Stanford bioengineer creates an interactive soccer game with microorganisms

The LudusScope is part of the growing trend of “gamifying” education. Since video games made their first appearances in homes across America during the 1970s, they’ve grown by leaps and bounds both in complexity and abundance—with the industry now valued somewhere around 1.8 trillion dollars. And as increasing numbers of students spend hours or even days adventuring through virtual worlds, educators hope to tap into the thrill of these games in their classrooms.

But this burgeoning field is still new. Game developers and educators alike are trying to figure out how to successfully gamify education. Oftentimes, explains Sheldon, these new games focus too much on extrinsic rewards—leaderboards, points, new hardware. “But what really involves the player and what really gets the students to learn without realizing it are intrinsic rewards,” he says.

These types of rewards involve teamwork and collaboration and require more than a gold star for doing a good job. “They’re not just the top dog on the leaderboard,” he says. The students are building skills as well as developing a desire to improve and succeed together.

“We get [extrinsic rewards] all the time,” he says. “We get paid for a job. But that doesn’t necessarily mean that we liked the job. The intrinsic reward makes it fun and makes it worthwhile. [It] creates a good, powerful emotion in the people that are involved.”

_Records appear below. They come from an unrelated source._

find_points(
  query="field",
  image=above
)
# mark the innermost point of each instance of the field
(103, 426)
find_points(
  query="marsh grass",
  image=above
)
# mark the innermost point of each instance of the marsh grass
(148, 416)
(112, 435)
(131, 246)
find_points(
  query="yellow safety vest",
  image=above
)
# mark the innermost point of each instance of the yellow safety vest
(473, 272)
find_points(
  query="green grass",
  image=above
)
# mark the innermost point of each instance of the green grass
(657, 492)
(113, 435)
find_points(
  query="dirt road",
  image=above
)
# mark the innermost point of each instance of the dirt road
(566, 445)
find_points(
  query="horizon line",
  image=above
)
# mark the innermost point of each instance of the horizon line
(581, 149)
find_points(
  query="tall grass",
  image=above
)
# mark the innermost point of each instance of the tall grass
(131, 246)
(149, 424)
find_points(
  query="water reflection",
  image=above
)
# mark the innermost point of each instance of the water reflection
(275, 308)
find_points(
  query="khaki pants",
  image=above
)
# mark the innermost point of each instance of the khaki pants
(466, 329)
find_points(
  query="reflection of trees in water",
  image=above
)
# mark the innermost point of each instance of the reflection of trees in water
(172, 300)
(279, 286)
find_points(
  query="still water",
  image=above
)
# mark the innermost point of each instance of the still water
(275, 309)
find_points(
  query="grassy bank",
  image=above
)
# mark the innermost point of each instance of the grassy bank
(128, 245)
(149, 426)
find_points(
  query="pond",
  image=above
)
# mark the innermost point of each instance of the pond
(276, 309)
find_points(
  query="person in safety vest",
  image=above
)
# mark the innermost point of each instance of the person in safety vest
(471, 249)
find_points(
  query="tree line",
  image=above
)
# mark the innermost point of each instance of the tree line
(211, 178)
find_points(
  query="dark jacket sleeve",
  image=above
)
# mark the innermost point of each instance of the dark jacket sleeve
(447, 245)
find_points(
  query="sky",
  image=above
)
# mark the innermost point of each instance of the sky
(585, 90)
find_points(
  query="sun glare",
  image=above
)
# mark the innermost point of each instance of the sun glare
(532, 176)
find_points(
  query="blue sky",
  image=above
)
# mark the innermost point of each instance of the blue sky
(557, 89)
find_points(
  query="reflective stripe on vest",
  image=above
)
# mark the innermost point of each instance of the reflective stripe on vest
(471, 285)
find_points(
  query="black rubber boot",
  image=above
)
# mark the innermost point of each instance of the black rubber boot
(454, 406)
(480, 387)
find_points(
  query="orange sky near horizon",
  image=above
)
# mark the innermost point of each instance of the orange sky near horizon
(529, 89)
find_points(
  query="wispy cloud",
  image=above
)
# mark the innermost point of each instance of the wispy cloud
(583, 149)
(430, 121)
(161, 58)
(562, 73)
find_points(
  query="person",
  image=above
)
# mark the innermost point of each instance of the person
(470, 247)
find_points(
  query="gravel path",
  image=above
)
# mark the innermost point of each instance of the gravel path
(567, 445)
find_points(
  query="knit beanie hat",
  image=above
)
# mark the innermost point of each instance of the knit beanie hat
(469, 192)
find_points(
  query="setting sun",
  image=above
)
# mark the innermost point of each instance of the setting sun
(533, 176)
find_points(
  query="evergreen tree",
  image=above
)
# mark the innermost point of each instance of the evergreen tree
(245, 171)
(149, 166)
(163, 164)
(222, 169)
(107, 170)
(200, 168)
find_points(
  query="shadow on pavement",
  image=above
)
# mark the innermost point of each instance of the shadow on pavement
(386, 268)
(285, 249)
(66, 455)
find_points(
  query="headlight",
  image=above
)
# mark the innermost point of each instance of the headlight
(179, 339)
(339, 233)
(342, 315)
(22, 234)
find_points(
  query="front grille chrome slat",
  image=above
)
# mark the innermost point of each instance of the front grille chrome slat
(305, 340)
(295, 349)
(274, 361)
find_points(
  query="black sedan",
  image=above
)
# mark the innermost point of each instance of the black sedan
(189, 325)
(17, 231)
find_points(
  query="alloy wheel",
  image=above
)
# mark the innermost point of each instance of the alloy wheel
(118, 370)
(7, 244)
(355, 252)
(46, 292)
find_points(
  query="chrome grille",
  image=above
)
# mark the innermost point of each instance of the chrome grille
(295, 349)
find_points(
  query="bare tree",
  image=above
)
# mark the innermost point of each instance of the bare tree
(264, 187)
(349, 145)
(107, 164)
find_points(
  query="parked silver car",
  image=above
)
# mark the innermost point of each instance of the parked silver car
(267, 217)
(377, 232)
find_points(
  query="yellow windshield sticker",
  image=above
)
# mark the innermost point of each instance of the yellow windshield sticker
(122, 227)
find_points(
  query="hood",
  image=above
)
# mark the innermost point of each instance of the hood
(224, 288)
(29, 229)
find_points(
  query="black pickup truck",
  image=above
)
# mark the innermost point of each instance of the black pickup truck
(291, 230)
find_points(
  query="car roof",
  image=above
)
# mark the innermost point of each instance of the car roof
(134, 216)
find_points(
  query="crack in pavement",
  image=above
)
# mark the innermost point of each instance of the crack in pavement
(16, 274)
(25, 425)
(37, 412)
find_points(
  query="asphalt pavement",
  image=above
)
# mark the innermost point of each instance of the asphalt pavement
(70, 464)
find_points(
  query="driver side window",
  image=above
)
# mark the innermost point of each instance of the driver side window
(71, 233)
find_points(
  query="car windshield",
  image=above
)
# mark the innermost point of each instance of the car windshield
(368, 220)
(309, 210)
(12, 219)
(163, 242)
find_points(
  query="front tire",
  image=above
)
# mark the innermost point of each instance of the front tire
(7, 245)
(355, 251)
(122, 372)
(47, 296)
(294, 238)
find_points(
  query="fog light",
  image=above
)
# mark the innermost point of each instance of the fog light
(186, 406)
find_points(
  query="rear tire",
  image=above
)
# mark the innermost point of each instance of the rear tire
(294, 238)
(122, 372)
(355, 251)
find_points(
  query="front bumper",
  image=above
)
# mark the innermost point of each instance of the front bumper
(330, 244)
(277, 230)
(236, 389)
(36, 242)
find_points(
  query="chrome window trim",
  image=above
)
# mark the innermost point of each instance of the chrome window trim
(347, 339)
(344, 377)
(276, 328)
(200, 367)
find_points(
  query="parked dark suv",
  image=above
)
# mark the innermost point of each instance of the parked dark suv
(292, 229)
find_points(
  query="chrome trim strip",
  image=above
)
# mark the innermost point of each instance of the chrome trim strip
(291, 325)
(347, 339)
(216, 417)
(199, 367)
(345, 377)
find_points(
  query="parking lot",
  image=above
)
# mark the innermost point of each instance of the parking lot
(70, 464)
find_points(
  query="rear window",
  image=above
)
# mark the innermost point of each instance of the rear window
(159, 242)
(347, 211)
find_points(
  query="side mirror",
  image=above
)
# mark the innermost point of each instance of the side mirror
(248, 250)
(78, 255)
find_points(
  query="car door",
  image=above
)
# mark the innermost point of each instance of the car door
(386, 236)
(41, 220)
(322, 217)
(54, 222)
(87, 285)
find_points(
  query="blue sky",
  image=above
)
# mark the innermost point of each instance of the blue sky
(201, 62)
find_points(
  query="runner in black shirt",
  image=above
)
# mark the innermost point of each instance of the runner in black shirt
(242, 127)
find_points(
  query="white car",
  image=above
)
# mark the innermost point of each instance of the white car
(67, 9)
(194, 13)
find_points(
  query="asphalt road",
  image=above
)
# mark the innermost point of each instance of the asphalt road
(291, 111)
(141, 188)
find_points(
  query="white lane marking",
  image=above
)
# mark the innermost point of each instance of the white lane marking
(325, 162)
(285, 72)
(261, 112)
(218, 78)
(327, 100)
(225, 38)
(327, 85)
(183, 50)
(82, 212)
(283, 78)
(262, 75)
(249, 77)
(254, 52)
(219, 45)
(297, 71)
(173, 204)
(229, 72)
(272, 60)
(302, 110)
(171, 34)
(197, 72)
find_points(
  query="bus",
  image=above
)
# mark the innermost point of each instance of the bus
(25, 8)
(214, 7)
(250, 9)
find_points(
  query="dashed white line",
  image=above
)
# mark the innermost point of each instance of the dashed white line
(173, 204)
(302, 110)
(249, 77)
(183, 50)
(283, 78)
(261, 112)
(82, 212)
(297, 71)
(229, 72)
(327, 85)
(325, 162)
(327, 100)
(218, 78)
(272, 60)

LudusScope is in its early days of development, and it is a first step to shift learning about the microscopic world from observation to actual interaction. The team is now working with an educational game company in hopes of making their games even more worthwhile and fun for future players. They are also ensuring that LudusScope aligns with Next Generation Science Standards—state-developed K-12 science content standards.

The authors also encourage others to improve upon what they have already created. “We put this paper out with all the building plans,” says Riedel-Kruse. “We hope that other people just pick this up and develop it further for their own needs and publish their modifications online.”

Sheldon, too, sees many potential applications for LudusScope.

“I’ve never found a subject matter that cannot be taught with a game,” he says.